I’m a little confused about this. My son applied to the University of WA, which says on its website that it has an acceptance rate of 52%. We just got a newsletter email from the school, however, which says they received 52,000 applications for about 7000 freshman spots. This is more like a 13% acceptance rate, which is certainly changing my view of his chances of getting in!
Anyone know something that explains this discrepancy? Thx!
Also remember UW acceptance rates varies by school - computer science, engineering and Foster all have a significantly lower acceptance rate - as does in state vs out of state.
So just to make sure I’m understanding this, more than 7000 were accepted, but of those, only 7000 decided to attend? So they may actually accept 50% or so of the 52K applicants?
…good thing my kid is smart. I think I’m too dumb to figure this stuff out!
Yes. Roughly 28,000 were accepted to find 7000 who would attend.

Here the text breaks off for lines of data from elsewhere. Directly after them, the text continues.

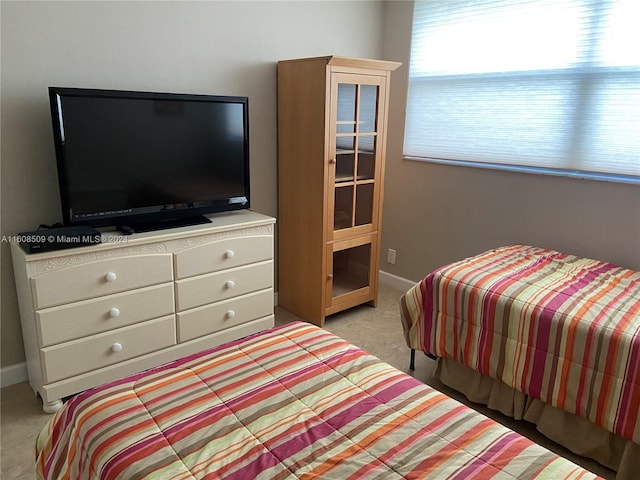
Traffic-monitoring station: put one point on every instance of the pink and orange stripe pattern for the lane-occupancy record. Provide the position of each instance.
(557, 327)
(294, 402)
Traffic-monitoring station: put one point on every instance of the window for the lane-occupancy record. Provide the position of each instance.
(552, 85)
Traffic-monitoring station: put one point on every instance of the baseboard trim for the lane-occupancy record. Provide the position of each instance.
(396, 282)
(13, 374)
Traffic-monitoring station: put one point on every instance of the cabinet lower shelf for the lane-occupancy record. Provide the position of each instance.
(94, 314)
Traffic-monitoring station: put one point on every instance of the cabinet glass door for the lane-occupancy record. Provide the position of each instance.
(351, 265)
(355, 163)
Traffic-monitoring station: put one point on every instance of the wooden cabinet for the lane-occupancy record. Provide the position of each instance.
(332, 117)
(94, 314)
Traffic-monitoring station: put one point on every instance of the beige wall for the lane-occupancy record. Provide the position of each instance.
(435, 214)
(227, 48)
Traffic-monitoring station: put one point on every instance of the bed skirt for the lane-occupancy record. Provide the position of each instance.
(574, 433)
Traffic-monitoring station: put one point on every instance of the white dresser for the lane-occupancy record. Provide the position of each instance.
(94, 314)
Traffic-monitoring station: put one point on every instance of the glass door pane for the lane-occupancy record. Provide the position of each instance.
(346, 120)
(364, 204)
(368, 111)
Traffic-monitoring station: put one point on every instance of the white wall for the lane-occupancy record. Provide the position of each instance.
(436, 214)
(227, 48)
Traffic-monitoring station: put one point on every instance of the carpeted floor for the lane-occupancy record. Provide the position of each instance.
(376, 330)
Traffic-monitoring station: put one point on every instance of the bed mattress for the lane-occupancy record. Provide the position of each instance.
(557, 327)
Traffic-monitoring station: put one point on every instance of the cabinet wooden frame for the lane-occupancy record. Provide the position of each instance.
(81, 329)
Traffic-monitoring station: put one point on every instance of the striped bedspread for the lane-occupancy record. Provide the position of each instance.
(560, 328)
(294, 402)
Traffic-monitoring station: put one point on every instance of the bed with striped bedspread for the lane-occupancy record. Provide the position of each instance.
(291, 402)
(560, 328)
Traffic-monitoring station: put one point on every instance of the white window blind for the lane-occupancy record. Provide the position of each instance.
(537, 83)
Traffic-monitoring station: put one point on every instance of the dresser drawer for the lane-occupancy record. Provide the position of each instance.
(228, 253)
(86, 354)
(205, 320)
(197, 291)
(88, 317)
(101, 277)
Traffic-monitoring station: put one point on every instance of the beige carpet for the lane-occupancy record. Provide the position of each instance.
(376, 330)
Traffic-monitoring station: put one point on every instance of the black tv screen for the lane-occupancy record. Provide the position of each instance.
(140, 159)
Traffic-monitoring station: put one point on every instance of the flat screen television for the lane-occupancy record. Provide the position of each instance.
(143, 161)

Yield at good publics is usually below 50%. Schools like UW are very good, and competitive. Students who get in though, are often good enough to be accepted to schools they view as more desirable. Students can have a reduced opinion of their home school, even though outsiders have high opinions. Even Berkeley and Michigan hover at 40%. I guess it’s the familiarity.
I’ve seen other cases in which universities used the “XXX applications for XXX spots” wording in their emails/news releases. They surely do it knowing that many people will not take yield into account and thus interpret the information as you did.